The Sixth Mass Extinction Will Hit The Biggest Animals The Hardest, Says Stanford Study (gizmodo.com) 156

The sixth mass extinction will be an event triggered by people and will hit the biggest animals the hardest. "There is no past event that looks biologically like what's happening today," says lead study author Jonathan Payne of Stanford University. "Processes like warming and ocean acidification are not the dominant cause of threat in the modern ocean." Gizmodo reports: A paleontologist by training, Payne and his research group started compiling data on modern marine organisms several years back, in order to study how body size and ecological traits have changed over evolutionary time. Payne, who has studied the End Permian extinction event that wiped out more than 95 percent of all marine species 250 million years ago, soon realized that his dataset -- which included living and extinct members of nearly 2,500 marine genera -- could serve another purpose. By comparing the extinction threat faced by modern marine genera (as indicated by their official conservation status) with their ancestral counterparts, Payne and his colleagues discovered that modern extinction threat is more strongly associated with body size. Larger animals face a greater risk of disappearing than smaller animals. Today, the dominant driver of marine extinction is people, and people aren't terribly selective about which environments they pluck animals from.

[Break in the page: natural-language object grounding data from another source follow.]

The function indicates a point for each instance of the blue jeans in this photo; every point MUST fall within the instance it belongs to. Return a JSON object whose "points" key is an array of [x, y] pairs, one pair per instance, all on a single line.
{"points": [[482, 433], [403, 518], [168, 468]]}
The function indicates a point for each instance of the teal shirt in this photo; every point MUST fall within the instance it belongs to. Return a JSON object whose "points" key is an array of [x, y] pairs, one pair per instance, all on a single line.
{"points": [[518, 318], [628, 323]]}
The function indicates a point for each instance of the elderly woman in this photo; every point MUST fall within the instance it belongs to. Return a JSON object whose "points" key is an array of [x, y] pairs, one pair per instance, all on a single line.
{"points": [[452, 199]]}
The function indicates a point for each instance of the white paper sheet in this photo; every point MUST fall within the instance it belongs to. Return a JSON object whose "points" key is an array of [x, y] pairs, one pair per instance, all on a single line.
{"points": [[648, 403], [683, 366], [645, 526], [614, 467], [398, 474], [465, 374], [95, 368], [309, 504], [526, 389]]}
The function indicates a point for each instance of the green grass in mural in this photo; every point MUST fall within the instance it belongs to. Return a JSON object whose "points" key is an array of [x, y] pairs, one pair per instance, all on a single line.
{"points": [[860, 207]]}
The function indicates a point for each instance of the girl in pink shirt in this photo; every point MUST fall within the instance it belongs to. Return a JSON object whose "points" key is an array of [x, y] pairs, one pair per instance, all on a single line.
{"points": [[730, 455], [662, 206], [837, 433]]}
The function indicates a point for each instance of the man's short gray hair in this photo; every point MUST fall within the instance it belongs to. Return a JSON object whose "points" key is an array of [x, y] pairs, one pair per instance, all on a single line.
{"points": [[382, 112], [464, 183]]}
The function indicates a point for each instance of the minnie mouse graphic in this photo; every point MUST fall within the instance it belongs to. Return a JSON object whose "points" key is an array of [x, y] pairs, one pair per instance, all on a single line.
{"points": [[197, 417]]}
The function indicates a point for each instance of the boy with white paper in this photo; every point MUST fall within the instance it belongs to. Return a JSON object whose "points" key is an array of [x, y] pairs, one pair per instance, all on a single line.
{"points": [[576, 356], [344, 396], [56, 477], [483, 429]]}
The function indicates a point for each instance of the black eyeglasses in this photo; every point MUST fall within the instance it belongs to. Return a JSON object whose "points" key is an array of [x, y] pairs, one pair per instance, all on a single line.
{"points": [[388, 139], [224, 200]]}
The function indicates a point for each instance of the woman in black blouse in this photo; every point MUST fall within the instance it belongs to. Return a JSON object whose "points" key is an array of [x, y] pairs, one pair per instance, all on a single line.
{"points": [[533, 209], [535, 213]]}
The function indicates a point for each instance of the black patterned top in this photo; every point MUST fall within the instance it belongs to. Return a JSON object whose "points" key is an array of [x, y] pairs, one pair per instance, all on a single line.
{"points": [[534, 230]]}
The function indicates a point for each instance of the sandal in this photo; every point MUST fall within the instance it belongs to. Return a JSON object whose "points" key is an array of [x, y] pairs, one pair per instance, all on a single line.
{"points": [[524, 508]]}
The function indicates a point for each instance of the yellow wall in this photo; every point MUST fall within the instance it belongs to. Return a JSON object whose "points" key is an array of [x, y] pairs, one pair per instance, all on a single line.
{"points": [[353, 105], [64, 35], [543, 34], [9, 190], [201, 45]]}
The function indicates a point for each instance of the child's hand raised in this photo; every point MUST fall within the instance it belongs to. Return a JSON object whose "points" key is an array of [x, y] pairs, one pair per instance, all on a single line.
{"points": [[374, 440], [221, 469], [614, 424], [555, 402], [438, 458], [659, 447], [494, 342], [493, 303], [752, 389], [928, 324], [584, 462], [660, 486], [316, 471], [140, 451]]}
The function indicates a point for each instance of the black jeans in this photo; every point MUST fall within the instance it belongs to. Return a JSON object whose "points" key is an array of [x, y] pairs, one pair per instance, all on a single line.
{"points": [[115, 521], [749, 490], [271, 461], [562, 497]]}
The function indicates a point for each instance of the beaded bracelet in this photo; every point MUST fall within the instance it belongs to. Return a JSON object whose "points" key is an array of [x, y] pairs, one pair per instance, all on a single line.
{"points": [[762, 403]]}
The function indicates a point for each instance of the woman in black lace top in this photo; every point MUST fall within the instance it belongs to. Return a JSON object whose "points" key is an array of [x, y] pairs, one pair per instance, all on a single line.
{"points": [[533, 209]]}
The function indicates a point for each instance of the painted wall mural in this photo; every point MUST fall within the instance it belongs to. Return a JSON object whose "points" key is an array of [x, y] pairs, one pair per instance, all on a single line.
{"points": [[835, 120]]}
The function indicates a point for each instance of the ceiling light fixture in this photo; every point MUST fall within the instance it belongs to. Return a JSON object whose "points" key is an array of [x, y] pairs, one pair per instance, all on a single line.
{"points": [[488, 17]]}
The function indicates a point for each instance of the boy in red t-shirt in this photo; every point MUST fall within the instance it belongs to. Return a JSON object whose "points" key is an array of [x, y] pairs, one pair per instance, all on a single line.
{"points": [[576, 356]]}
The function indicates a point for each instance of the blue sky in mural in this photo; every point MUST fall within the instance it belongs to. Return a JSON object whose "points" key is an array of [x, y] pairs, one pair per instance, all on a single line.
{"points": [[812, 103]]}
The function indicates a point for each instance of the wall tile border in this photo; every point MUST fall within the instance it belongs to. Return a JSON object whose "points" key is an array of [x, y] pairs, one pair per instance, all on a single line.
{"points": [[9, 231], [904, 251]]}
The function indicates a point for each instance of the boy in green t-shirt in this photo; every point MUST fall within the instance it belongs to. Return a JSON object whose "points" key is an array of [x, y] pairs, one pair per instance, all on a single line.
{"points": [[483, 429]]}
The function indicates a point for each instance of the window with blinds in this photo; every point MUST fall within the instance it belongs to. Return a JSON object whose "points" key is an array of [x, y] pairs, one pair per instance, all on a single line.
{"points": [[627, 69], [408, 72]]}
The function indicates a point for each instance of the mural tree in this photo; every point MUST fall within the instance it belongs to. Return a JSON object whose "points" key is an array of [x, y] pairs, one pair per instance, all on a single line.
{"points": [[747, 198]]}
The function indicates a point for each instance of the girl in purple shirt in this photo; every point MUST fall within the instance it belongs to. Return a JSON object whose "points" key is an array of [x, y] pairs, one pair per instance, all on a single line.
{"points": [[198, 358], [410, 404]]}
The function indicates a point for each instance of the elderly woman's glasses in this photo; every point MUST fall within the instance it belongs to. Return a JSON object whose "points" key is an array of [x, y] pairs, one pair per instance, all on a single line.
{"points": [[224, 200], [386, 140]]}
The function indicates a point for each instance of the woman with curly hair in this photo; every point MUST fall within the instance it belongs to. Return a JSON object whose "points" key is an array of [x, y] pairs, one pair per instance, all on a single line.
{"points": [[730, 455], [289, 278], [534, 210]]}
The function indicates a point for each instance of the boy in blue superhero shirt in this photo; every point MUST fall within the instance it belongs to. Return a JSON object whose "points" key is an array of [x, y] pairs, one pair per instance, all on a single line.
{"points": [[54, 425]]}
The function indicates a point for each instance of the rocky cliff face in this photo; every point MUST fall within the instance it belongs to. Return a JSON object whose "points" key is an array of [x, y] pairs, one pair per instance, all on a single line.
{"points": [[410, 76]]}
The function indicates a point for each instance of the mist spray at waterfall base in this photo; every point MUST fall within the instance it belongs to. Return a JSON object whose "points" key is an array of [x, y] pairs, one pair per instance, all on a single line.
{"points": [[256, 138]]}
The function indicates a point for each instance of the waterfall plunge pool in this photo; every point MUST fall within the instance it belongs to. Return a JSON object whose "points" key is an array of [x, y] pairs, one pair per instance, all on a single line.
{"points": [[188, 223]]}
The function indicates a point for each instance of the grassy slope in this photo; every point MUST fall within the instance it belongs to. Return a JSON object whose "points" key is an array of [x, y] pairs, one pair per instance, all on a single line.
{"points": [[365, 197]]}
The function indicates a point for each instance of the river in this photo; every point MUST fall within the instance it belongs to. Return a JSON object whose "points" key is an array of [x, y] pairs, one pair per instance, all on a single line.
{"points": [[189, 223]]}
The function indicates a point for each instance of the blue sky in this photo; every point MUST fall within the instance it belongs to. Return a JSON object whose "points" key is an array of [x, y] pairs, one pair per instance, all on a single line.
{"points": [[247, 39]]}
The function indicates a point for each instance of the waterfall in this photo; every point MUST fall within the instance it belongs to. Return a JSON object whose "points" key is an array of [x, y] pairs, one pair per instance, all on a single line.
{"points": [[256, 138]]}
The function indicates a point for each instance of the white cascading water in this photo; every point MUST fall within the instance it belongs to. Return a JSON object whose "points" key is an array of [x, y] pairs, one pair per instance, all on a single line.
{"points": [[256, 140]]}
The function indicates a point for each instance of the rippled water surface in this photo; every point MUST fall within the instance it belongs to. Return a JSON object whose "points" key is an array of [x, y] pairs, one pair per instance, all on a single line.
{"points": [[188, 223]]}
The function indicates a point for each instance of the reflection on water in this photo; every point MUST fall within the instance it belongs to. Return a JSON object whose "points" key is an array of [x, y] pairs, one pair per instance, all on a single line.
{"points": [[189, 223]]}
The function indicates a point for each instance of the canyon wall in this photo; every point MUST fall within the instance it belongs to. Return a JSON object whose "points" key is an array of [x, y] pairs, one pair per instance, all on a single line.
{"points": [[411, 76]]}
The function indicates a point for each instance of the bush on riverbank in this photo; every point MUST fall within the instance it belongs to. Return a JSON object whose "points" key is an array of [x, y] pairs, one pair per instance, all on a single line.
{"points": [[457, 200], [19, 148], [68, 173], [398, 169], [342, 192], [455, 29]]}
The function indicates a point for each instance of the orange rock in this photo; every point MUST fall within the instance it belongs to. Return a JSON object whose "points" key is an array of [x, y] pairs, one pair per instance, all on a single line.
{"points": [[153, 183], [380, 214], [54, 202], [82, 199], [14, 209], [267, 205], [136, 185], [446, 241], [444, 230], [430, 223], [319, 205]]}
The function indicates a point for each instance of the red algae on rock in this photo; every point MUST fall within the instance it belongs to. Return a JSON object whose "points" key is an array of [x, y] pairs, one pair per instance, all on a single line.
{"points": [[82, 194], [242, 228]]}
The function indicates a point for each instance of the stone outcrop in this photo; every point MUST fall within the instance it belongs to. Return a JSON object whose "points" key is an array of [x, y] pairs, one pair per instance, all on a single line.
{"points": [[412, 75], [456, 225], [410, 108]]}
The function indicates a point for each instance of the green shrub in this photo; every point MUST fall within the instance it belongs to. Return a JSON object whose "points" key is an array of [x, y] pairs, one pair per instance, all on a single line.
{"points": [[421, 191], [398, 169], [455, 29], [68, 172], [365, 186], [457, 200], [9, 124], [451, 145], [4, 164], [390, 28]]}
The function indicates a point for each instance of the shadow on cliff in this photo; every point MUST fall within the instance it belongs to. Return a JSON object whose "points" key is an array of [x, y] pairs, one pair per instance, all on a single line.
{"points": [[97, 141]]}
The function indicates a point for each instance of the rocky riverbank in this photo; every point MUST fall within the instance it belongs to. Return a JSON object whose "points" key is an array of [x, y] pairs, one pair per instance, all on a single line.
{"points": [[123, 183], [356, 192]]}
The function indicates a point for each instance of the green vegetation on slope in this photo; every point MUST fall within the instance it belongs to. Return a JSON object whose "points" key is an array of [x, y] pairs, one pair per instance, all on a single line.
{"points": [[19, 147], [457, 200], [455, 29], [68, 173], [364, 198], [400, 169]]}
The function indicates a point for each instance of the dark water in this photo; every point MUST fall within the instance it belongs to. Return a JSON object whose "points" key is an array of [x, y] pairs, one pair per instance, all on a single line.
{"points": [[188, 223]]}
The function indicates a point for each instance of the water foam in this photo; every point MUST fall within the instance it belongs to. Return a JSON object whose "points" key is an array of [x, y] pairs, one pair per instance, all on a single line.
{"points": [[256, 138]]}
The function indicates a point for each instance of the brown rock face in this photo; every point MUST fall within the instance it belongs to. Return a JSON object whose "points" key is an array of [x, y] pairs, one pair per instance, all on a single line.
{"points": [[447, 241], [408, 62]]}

We go for the biggest game, fishing down the food web and removing top predators. Within species, too, we tend to hunt the largest individuals, which is why North Atlantic cod and Chesapeake oysters were historically much larger. "In a sense, we're driving evolution [toward smaller individuals]," Payne said. What's worth noting is that the Stanford researchers only looked at organisms whose extinction risk has been assessed by the International Union for the Conservation of Nature (IUCN), which creates a bias towards big, charismatic groups like fish, sea turtles, marine mammals, etc. The marine genera that were analyzed only had fossil counterparts, too. Gizmodo also notes that the study "excluded corals, which are currently in the midst of a catastrophic, global die-off."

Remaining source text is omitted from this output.